Question

A body is thrown vertically upwards with `55` `ms^-1`. What is the distance travelled in the `6th` second?

Answer 1

Finding the difference between the position at `t=5` and `t=6` `s` we discover that the displacement is `1.1` `m` but the distance traveled is `2.59` `m`. This is because the peak of the trajectory occurs during the `6th` second.

Explanation:

At `t=5` `s`:

`s=ut+1/2at^2 = 55(5)+1/2(-9.8)5^2`
`=275-122.5=152.5` `m`

At `t=6` `s`:

`s=ut+1/2at^2 = 55(6)+1/2(-9.8)6^2`
`=330-176.4=153.6` `m`

Subtracting the distance at 5 from the distance at 6, we see:

`153.6-152.5=1.1` `m`

This might seem surprising, given the initial velocity, but the object is approaching the peak of its trajectory.

Just for interest, let's calculate the time at the peak.

At the highest point, the velocity is zero.

Use the equation:

`v=u+at`

Rearrange to make `t` the subject:

`t=(v-u)/a=(0-55)/(-9.8)=5.61` `s`

Wait: that means that the object peaked during the 6th second! It's a bit a of a trick question, and the method outlined above is not accurate. The object actually moved upward somewhat and downward somewhat during the 6th second, so the total distance traveled is greater than we calculated.

We need a more complicated approach.

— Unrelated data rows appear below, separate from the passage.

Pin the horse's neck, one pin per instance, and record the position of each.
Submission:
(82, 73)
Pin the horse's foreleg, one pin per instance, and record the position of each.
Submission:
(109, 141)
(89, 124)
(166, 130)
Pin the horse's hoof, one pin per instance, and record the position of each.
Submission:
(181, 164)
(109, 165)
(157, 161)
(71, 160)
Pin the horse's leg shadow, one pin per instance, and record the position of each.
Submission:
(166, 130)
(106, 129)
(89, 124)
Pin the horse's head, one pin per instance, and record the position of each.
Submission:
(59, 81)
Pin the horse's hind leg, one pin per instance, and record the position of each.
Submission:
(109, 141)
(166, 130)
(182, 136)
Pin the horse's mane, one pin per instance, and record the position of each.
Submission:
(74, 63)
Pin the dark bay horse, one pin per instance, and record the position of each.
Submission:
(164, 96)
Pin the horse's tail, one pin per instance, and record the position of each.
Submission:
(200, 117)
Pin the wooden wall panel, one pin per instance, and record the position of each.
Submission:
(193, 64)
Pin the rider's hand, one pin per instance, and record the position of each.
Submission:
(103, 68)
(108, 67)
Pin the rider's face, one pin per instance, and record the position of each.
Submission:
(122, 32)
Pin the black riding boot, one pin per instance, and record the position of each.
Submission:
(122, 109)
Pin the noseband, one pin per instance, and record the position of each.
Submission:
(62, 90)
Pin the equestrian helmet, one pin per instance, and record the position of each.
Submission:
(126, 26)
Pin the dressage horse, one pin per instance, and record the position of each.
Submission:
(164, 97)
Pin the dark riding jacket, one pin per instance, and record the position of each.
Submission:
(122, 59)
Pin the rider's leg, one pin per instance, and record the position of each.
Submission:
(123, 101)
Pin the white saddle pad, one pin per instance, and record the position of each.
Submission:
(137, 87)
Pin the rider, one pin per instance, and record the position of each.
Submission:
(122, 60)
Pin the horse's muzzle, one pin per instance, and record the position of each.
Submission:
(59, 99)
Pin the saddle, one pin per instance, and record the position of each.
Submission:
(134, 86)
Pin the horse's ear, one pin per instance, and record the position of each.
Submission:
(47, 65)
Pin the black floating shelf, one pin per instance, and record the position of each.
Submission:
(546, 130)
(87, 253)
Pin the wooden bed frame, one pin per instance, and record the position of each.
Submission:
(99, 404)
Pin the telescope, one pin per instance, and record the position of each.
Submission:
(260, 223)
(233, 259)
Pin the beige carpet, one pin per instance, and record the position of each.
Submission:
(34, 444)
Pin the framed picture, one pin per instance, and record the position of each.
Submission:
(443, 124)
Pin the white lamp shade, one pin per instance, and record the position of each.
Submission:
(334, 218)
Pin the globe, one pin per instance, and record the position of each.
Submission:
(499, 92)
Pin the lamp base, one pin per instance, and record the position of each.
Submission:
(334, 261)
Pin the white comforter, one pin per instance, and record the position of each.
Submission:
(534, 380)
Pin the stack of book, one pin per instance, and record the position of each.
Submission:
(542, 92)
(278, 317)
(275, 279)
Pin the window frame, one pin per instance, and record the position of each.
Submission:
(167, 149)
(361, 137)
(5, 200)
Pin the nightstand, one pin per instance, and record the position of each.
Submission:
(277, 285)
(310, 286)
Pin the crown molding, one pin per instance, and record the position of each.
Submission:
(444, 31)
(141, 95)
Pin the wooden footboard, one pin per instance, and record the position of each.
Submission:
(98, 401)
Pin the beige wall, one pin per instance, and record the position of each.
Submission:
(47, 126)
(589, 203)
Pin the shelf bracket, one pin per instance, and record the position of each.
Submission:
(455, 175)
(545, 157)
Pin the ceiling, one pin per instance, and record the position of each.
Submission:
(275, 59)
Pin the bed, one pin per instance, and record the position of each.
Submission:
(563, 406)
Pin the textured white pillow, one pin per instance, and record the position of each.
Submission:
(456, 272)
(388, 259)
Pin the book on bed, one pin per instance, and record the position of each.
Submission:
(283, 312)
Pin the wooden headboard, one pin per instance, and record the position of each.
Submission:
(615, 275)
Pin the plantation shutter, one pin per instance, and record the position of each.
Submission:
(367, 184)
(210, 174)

Let's find the height at the peak, when `t=5.61` `s`:

`s=ut+1/2at^2=55(5.61)+1/2(-9.8)(5.61)^2=308.55-154.21=154.34` `m`

So from `t=5` to `t=5.61` the object moves up from `152.5` to `154.34`, a distance of `1.85` `m`.

From `t=5.61` to `t=6`, it moves downward from `154.34 to 153.6`, a distance of `0.74` `m`.

Adding these distances together, we get `2.59` `m`.

Why the different answers? The question asks us the distance traveled in the `6th` second, which is `2.59` `m`. If we were asked the displacement: the difference between its positions at `t=5` and `t=6`, the correct answer would be `1.1` `m`.